Enhancement of the sound absorption of closed-cell mineral foams by perforations: Manufacturing process and model-supported adaptation (2408.14933v1)

Abstract: Thin low-frequency acoustic absorbers that are economical to produce in large quantities are scarce, and their efficiency is often limited to a narrow frequency range. In this paper, we present opportunities to use highly porous mineral foams, in particular optimally designed gypsum foams, to achieve high absorption levels for layers of less than 1/10 of a wavelength thick. To reach this goal, we perforate a fraction of the initially closed pores using thin needles. Finite element simulations of the fluid flow in a representative volume element show how the combination of foam properties (cell size and wall thickness) and perforation pattern (hole diameter and perforation distance) can be chosen such that sub-wavelength absorption is obtained.
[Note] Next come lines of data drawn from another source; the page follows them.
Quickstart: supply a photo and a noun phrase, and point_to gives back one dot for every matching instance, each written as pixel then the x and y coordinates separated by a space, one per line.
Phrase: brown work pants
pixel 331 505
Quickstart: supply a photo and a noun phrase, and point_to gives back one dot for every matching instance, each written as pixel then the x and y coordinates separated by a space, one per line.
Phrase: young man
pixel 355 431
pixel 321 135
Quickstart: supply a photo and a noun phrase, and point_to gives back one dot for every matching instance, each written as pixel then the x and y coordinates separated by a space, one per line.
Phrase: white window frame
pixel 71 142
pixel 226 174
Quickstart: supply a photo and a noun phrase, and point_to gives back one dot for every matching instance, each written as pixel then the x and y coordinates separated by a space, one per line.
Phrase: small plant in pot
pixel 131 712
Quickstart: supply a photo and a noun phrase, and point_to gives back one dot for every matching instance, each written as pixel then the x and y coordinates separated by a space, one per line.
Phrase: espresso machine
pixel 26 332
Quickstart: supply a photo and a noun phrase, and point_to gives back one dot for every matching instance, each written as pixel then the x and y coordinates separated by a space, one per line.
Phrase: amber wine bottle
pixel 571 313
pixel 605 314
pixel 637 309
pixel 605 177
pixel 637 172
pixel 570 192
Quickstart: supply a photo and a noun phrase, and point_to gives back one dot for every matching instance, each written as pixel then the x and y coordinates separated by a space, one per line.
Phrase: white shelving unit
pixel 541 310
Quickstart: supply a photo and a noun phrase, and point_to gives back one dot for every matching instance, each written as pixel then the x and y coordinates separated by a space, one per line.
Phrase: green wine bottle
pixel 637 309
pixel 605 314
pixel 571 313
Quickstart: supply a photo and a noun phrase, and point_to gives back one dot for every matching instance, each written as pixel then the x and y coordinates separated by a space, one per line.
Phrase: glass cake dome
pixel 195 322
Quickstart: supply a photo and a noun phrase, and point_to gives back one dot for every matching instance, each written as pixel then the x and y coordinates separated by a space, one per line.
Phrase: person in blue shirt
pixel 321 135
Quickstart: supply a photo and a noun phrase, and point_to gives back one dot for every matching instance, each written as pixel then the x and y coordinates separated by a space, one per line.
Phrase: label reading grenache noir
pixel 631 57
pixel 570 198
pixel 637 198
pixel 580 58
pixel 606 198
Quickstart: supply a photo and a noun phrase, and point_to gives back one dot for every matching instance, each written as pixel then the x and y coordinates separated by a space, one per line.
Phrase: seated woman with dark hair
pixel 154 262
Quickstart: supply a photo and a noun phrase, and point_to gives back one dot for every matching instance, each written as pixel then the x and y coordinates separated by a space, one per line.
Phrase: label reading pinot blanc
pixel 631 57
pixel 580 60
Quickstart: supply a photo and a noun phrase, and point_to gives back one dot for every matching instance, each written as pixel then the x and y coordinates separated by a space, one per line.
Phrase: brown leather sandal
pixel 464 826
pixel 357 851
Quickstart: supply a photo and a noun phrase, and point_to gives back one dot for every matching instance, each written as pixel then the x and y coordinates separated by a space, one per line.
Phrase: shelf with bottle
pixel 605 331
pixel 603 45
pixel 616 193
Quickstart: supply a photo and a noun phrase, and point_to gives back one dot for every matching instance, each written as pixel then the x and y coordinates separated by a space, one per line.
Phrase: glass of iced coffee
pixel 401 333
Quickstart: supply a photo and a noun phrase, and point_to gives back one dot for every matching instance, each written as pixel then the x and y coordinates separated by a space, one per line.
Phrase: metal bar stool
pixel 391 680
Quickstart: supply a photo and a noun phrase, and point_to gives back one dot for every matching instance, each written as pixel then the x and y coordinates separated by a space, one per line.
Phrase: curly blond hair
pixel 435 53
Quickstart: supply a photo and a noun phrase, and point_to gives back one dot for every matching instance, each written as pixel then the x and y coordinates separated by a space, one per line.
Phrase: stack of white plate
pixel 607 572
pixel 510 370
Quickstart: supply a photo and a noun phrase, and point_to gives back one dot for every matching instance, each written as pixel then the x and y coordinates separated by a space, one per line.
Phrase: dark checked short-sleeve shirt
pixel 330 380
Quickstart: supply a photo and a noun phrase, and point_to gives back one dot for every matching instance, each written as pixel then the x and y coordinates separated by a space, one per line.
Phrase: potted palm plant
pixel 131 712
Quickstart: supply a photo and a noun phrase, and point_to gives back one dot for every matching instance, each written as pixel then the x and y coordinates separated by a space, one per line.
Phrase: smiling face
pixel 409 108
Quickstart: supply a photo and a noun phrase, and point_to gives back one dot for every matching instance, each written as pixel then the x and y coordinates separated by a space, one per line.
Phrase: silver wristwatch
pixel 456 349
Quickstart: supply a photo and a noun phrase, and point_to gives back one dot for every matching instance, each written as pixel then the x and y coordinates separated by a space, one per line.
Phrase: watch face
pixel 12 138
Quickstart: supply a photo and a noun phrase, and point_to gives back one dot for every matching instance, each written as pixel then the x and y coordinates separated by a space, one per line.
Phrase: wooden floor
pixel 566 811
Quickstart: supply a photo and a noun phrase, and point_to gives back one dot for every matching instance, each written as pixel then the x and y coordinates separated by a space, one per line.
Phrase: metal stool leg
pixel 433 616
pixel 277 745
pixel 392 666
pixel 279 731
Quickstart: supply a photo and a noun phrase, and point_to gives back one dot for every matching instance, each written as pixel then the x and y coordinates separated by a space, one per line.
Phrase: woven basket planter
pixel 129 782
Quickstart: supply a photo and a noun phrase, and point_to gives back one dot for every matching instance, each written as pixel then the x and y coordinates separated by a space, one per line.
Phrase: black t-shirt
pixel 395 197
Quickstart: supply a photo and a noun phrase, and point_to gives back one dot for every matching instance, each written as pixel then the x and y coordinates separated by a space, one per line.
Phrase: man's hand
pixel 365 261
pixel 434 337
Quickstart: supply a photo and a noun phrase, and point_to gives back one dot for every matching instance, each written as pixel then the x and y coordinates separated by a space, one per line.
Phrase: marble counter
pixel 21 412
In particular two transport parameters used in the approximate but robust Johnson-Champoux-Allard model for porous media have to be optimized: the flow resistivity and high-frequency tortuosity. The fluid flow modeling results are successfully compared with sound absorption measurements, showing indeed that the proposed material, once appropriately perforated, yields a remarkable low-frequency sound absorption peak. On a more fundamental level, this paper shows how the multiporosity, the presence of microcracks, and the material's surface roughness can be exploited to enhance its acoustic absorption at very low frequencies.